Sex-dependent physiological differences. Schematic representation of male/female differences in (A) DNA methylation, (B) sex chromosomes, (C) metabolome, lipidome, and proteome, (D) immune cells, (E) hormone production (during E1) pregnancy, E2 menopause, E3 puberty, (F) plasma composition, (G) mosaicism, and (H) X-chromosome inactivation. (Reprinted from Nature Communications under a Creative Commons Attribution 4.0 International License) (click on image to enlarge)
In their article, the authors focus on how sex-dependent physiological differences can affect the interaction of nanoparticles with biosystems and they mention some examples: "Although only a handful of nanomedicine studies have focused on the sex-dependent effects of nanoparticles, results indicate that the same nanoparticles have different therapeutic and toxic impacts in male and female animals. For example, PEG-coated gold nanoparticles show different toxic effects in male and female mice, producing more severe kidney damage in females, but higher liver toxicity in males. In another study, amorphous silica nanoparticles triggered more-severe inflammation and lung tissue damage in female rats compared to male rats."

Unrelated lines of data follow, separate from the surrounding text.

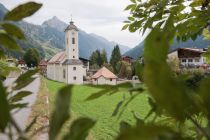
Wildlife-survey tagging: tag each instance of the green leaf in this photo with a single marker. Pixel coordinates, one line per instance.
(13, 30)
(150, 132)
(124, 126)
(19, 96)
(167, 92)
(8, 42)
(22, 11)
(131, 18)
(61, 112)
(80, 129)
(133, 1)
(125, 27)
(204, 92)
(4, 108)
(25, 79)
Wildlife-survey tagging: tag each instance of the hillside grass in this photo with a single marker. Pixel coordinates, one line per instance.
(101, 109)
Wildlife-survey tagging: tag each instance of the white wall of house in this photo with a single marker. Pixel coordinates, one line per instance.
(192, 61)
(104, 81)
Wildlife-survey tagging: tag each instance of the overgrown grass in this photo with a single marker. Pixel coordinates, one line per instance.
(101, 109)
(40, 110)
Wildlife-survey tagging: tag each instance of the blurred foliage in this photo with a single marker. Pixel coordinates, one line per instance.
(169, 95)
(11, 97)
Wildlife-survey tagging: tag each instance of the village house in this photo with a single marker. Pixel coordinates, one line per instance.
(43, 67)
(66, 66)
(104, 77)
(188, 57)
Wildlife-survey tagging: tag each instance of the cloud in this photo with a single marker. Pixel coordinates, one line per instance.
(101, 17)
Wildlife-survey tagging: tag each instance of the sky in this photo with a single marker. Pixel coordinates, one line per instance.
(102, 17)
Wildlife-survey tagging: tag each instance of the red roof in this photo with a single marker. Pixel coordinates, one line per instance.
(105, 73)
(59, 57)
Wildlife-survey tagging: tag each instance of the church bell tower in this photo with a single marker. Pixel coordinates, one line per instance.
(71, 41)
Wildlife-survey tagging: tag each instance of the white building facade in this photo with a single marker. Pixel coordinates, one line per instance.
(188, 56)
(66, 66)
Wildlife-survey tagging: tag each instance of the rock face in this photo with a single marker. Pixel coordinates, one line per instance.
(49, 37)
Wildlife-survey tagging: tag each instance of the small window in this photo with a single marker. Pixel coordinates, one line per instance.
(64, 74)
(73, 40)
(183, 60)
(190, 60)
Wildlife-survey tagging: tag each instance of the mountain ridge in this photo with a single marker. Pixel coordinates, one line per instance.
(49, 38)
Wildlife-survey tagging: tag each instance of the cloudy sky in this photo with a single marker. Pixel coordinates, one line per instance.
(102, 17)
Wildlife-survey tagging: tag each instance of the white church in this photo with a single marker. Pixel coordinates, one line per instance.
(66, 66)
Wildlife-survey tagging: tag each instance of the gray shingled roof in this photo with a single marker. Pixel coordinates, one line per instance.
(72, 27)
(72, 62)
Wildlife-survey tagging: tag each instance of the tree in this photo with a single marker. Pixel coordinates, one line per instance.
(32, 57)
(115, 58)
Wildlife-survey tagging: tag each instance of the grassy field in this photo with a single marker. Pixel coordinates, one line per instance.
(101, 109)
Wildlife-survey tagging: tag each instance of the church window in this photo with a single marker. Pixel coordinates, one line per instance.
(64, 74)
(73, 40)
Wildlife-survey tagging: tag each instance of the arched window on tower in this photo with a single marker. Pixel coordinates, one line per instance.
(64, 74)
(73, 40)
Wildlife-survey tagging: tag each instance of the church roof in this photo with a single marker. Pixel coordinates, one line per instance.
(57, 58)
(71, 27)
(105, 73)
(72, 62)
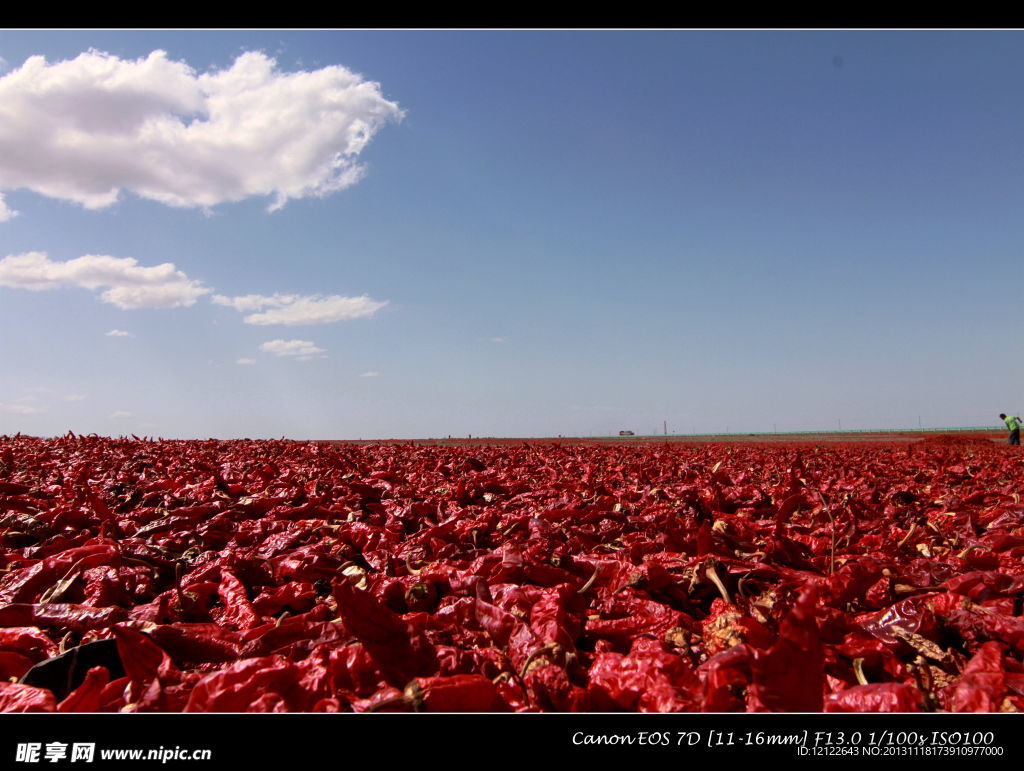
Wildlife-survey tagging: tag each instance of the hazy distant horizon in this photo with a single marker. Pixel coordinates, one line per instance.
(416, 233)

In previous Nanowerk Spotlights we wrote about the role of the biomolecular corona – biomolecules forming a coating layer on the surface of nanoparticles – and the associated fact that the properties of a therapeutic nanoparticle can change – to an unknown degree – simply by being introduced into the body.
Mahmoudi points out that biomedical researchers increasingly recognize that plasma composition (e.g., due to individual variations and health status) significantly affects nanoparticles' biomolecular protein corona profiles.

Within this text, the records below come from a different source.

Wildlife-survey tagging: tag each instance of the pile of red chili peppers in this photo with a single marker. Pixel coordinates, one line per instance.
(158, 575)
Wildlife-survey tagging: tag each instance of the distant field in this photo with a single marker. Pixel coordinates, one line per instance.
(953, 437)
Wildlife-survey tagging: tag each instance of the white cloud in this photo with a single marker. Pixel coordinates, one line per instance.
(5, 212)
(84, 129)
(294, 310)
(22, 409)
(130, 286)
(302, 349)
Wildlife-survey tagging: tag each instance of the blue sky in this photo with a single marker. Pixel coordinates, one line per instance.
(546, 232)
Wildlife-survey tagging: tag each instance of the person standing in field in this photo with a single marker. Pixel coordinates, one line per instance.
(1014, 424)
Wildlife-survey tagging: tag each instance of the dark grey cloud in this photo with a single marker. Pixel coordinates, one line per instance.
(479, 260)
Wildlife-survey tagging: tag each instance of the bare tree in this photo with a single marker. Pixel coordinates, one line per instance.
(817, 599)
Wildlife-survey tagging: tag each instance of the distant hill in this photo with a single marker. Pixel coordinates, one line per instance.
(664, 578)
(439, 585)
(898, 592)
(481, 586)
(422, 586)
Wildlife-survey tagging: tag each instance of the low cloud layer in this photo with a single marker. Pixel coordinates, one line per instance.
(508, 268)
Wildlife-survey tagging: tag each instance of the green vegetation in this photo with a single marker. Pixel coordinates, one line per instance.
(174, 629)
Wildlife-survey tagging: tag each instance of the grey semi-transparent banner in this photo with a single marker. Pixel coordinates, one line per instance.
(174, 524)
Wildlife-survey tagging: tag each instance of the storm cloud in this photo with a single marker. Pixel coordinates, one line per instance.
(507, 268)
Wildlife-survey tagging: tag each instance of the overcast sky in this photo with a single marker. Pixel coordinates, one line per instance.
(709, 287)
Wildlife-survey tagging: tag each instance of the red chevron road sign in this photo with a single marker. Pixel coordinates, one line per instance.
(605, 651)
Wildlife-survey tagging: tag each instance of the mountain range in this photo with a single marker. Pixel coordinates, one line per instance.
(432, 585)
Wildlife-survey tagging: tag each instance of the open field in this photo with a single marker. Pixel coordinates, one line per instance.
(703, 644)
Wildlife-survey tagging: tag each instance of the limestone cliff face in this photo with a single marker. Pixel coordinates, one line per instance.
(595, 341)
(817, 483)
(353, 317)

"Therefore, one can expect that sex-based biomolecular differences in any given plasma sample to be reflected in nanoparticle biomolecular/ protein corona composition," he says. "Although corona profiles have been widely investigated under a variety of conditions, to the best of our knowledge, few reports have considered the effect of sex on the composition and decoration of biomolecular/protein corona."

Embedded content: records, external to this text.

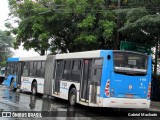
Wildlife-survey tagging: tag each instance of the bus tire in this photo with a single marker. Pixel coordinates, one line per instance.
(34, 88)
(72, 97)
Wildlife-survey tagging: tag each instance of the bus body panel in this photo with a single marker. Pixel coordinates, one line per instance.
(49, 73)
(124, 90)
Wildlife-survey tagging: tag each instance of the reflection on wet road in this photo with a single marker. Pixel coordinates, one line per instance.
(15, 101)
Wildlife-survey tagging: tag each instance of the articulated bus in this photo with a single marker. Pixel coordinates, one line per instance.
(13, 73)
(100, 78)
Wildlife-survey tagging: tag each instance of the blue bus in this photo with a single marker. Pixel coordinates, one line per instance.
(13, 73)
(101, 78)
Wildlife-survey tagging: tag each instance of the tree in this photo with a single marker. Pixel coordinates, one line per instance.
(5, 45)
(64, 25)
(142, 24)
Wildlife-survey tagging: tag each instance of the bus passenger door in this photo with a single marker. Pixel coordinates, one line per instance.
(58, 76)
(19, 73)
(85, 82)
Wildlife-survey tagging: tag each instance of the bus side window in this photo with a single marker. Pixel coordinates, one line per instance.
(97, 70)
(39, 69)
(58, 70)
(42, 70)
(31, 68)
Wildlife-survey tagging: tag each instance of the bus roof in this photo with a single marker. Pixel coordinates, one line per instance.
(35, 58)
(12, 59)
(86, 54)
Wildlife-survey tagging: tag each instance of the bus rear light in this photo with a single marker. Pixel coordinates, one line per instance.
(107, 92)
(149, 91)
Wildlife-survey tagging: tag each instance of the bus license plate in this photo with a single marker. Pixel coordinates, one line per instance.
(129, 96)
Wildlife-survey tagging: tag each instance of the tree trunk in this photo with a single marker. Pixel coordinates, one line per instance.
(156, 56)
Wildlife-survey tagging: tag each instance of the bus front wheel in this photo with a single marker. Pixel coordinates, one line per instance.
(72, 97)
(34, 88)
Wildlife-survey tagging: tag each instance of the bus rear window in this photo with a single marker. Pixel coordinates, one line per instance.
(130, 63)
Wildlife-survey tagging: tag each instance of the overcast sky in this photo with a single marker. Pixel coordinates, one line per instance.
(4, 10)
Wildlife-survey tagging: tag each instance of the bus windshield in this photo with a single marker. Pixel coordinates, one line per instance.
(130, 63)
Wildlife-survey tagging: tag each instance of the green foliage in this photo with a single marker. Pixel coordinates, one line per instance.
(5, 44)
(63, 25)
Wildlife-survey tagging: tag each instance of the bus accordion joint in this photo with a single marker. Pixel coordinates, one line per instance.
(107, 91)
(149, 91)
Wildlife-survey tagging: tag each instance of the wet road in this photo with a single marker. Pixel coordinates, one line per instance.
(24, 104)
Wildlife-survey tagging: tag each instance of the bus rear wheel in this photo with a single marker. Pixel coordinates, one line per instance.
(72, 97)
(34, 88)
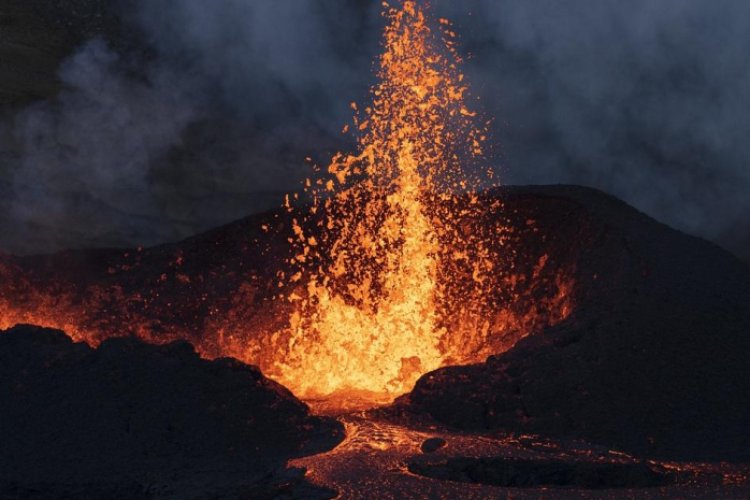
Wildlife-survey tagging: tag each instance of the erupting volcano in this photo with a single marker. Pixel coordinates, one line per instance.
(444, 330)
(397, 263)
(394, 251)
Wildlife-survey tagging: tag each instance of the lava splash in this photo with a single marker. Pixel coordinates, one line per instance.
(370, 308)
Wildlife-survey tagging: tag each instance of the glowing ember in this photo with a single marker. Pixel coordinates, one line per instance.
(369, 315)
(398, 267)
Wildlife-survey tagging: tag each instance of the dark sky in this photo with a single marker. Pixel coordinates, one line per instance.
(193, 113)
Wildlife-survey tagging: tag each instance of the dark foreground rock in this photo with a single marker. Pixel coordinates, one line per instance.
(653, 360)
(130, 419)
(515, 473)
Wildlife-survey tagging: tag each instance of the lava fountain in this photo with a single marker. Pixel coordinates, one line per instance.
(373, 283)
(400, 262)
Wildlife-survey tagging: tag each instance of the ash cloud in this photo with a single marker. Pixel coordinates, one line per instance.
(646, 100)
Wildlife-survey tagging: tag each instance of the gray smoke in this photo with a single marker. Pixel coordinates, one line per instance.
(646, 100)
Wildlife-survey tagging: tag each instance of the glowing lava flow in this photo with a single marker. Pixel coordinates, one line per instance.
(368, 307)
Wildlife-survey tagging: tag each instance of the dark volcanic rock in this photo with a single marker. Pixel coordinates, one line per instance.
(431, 445)
(515, 473)
(654, 359)
(131, 419)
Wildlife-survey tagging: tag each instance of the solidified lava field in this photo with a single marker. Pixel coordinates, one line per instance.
(640, 391)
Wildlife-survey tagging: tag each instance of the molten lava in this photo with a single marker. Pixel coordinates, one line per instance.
(371, 312)
(399, 265)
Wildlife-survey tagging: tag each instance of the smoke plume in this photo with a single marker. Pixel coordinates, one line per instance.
(646, 100)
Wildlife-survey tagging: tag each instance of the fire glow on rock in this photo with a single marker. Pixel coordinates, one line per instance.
(402, 263)
(371, 305)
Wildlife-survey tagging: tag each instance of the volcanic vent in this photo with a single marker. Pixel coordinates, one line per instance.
(396, 263)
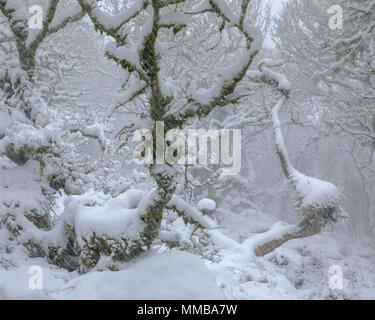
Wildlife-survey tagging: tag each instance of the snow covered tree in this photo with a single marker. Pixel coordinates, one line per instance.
(140, 34)
(341, 62)
(29, 132)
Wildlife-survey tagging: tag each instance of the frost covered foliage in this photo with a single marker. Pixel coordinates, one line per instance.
(75, 200)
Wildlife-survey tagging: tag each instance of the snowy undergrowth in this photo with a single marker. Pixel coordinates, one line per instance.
(226, 269)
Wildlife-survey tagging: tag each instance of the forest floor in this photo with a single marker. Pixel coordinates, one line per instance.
(297, 270)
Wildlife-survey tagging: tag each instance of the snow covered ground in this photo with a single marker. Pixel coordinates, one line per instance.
(297, 270)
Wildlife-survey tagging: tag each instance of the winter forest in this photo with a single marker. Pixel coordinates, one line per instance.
(187, 149)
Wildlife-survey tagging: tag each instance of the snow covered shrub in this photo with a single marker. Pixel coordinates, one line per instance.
(98, 225)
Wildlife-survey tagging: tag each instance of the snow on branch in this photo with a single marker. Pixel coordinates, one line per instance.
(185, 209)
(318, 200)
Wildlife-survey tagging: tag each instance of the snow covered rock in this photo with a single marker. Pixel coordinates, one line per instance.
(100, 225)
(206, 206)
(171, 275)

In their review, the authors also address sex-dependent toxicity and therapeutic efficacy of nanoparticles such as sex-specific molecular and cellular structures; sex-specific biomolecules; sex-specific immunity; and sex-specific disease environments.
A particular hot topic in nanomedicine at the moment are the mRNA-based vaccines against COVID-19 (e.g., BioNTech-Pfizer, Moderna, CureVac) that use lipid-based nanoparticles. Early results of the clinical trials of these nanomedicine-based vaccines revealed equally better performance in both males and females.
"While the sex-specific efficacy outcomes of these vaccines should be continuously monitored and reported, more fundamental studies are required to be conducted on the sex-specific efficacy of the nanomedicine-based vaccines at cellular and molecular levels," says Mahmoudi.
"The outcomes of such efforts will help the scientific community to better define potential sex-dependent therapeutic/toxic effect of COVID-19 vaccines, which in turn pave a way for development of other sex-specific nanomedicine vaccines design, development, and administration," he concludes.
He notes that there are many challenges to overcome before the importance of sex can be systematically considered in studies and reports. Accordingly, in the final segment of their review, the authors outline the central challenges and propose possible strategies to address them.